Tuesday 24 November 2009

Thierry Henry and Climate Change

Climate change deniers the world over will have been delighted by the mass hacking of emails from the University of East Anglia's Climatic Research Unit. What a can of worms they reveal.

Details are all over the web, but in summary they destroy the credibility of a leading climate change Cassandra, Professor Phil Jones. They reveal him in turn to be conspiring to suppress papers by climate change sceptics ("Kevin and I will keep them out somehow", he writes), conspiring to marginalise a journal which had published papers by sceptics ("I will be emailing the journal to tell them I'm having nothing more to do with it until they rid themselves of this troublesome editor"), trying to downplay the extent of the Mediaeval Warm Period on the basis of a "gut feeling, no science", threatening to resist Freedom of Information requests to reveal data even to the extent of destroying it, and proposing a "trick" to substitute one set of data for another in a publication.
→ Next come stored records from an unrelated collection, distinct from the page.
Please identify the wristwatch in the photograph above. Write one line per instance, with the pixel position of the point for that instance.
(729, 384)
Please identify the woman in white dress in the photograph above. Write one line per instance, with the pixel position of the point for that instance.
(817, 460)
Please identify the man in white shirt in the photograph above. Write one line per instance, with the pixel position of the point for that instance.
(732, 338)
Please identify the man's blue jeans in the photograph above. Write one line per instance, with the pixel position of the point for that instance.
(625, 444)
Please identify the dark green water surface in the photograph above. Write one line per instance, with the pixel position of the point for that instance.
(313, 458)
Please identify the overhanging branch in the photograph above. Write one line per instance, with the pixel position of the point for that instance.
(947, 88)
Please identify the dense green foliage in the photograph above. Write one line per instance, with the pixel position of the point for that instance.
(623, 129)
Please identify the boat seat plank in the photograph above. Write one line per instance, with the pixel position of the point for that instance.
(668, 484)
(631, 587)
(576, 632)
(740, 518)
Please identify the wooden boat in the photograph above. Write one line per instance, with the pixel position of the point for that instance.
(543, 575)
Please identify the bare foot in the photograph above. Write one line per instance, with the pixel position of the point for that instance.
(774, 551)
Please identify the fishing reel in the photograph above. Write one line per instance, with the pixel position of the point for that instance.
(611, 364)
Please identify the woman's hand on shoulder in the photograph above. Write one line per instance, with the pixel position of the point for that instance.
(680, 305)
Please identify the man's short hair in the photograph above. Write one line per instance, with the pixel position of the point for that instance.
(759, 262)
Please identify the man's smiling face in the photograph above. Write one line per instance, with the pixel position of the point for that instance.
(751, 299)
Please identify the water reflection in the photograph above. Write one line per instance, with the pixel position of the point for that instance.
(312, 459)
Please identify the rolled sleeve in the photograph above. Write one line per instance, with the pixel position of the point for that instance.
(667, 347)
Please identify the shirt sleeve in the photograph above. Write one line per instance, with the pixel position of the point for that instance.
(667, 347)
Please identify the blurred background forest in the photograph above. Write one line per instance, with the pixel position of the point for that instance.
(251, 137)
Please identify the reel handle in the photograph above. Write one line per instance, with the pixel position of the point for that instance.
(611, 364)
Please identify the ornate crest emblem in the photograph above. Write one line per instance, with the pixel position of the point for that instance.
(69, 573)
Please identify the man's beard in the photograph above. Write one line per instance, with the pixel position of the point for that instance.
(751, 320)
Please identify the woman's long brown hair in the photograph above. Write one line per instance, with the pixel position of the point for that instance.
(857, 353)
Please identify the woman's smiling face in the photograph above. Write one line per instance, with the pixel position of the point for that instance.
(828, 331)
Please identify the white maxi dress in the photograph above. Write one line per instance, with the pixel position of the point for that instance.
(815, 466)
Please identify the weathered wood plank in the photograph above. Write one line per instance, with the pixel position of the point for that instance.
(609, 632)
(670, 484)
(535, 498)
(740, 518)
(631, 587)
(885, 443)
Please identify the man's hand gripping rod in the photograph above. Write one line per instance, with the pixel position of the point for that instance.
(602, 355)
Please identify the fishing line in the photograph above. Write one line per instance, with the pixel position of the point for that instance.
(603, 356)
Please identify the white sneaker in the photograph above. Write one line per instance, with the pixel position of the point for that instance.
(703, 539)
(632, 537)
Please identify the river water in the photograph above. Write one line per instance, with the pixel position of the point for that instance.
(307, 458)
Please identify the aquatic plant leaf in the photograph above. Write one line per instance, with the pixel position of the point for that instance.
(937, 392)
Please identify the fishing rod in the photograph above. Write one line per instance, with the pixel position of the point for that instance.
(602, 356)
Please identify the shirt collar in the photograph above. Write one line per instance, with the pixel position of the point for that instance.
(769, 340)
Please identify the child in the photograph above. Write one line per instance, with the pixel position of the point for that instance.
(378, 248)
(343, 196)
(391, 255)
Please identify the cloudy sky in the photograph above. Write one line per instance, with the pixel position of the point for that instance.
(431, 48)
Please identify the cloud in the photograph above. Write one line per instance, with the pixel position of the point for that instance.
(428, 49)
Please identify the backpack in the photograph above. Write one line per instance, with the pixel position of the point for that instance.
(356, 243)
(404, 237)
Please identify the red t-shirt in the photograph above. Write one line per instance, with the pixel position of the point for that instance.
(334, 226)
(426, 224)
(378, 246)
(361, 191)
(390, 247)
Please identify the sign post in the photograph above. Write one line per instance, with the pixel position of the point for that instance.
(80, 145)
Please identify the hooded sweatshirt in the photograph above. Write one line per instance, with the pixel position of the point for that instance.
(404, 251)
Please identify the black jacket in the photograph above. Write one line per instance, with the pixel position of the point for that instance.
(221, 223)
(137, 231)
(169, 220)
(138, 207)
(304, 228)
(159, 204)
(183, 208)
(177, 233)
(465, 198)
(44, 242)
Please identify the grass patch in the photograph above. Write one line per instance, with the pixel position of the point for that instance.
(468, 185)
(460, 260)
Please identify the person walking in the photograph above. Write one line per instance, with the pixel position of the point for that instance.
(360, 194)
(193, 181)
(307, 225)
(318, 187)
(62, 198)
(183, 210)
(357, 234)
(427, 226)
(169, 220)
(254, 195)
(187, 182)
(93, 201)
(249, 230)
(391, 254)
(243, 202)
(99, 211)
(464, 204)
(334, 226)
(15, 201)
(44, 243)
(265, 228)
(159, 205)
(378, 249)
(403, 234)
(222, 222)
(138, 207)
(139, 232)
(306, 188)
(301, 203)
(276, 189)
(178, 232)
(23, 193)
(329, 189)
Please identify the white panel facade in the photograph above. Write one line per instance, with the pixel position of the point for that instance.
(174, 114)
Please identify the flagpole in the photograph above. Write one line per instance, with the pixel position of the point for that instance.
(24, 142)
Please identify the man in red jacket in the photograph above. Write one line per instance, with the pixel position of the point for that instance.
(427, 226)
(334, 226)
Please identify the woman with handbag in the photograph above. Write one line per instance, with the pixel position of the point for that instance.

More extraordinary still they show him corresponding with a colleague baffled at absence of recent warming ("The fact is that we can't account for the lack of warming at the moment and it is a travesty that we can't... ").

So should we stop worrying? Probably not. The people revealed by these leaks to be manipulative anti-scientists are not the only ones working in the field. They are merely some of the most influential. I do realise that the plural of anecdote is not data, but I was in the Alps in the summer and I saw with my own eyes how the glaciers were retreating.

But hasn't the climate always changed? Didn't we have glaciers in Scotland at the end of the 19th Century? Hasn't humanity has always managed to adapt, hating change at the same time as being really good at dealing with it? And though the science is persuasive, can we really be sure that humanity is actually responsible for global warming? What if it's just nature? And shouldn't we be worrying about the next ice age instead?

On the whole I, like Professor Jones, would rather keep the Climate Change gravy train going. Not because my department's funding and my reputation depends on it, but because it offers the best hope of getting out of the ludicrous cycle of consumption and over-population which besets Western society, wrecking natural habitats and turning us all into mall-zombies.

But when that arch clown George Monbiot apologises in the Guardian today for misleading his readers, revealing himself unexpectedly to be a bigger man by far than Thierry Henry, the handball cheat whose manual assist got France into the World Cup finals and kept the Irish out, you know that something truly extraordinary has happened.

Wednesday 11 November 2009

Houllebeq's "Atomised" (2)

Attentive readers (if there are any) of this blog may recall a piece back in May on Michel Houllebeq's novel Atomised. It tells, I wrote at the time, "the miserable life stories of two French half brothers Bruno and Michel, abandoned by their hippy mother in childhood. Bruno turns out an inadequate sex pest; Michel an unfeeling scientist. The West, Houellebecq tell us, has given itself over to a cult of individualism. The more selfishly we behave, the more unhappy we are." I agreed with much of Houllebeq's analysis, whilst disliking his book thoroughly, finding it badly written and boring.

Now what's this in today's Guardian? A Comment piece which contains the following - "But just because big government has helped atomise (my italics) our society, it doesn't follow that smaller government would automatically bring us together again". And later, "The big government approach has spawned multiple perverse incentives that either discourage responsibility or actively encourage irresponsibility. The paradox at the heart of big government is that by taking power and responsibility away from the individual, it has only served to individuate them (great verb, individuate). What is seen in principle as an act of social solidarity has in practice led to the greatest atomisation of our society."

Has the Graun taken to commissioning op-ed pieces from reclusive French writers now resident in Ireland? Er, no. This was by David Cameron.

I guess the disparagement of big government would be the give-away.

He goes on, "The once natural bonds that existed between people - of duty and responsibility - have been replaced by the synthetic bonds of the state - regulation and beauracracy." Spot on.

So now we know: the Tory leader has been reading Atomised. Is this a good thing? Probably: after Messrs. Thatcher and Major, whose tastes ranged from Milton Friedman all the way to Jeffrey Archer and the cricket scores, any fiction-reading Tory leader would be progress. Can he fix Broken Britain? Probably not. But identifying what's wrong might be the first step.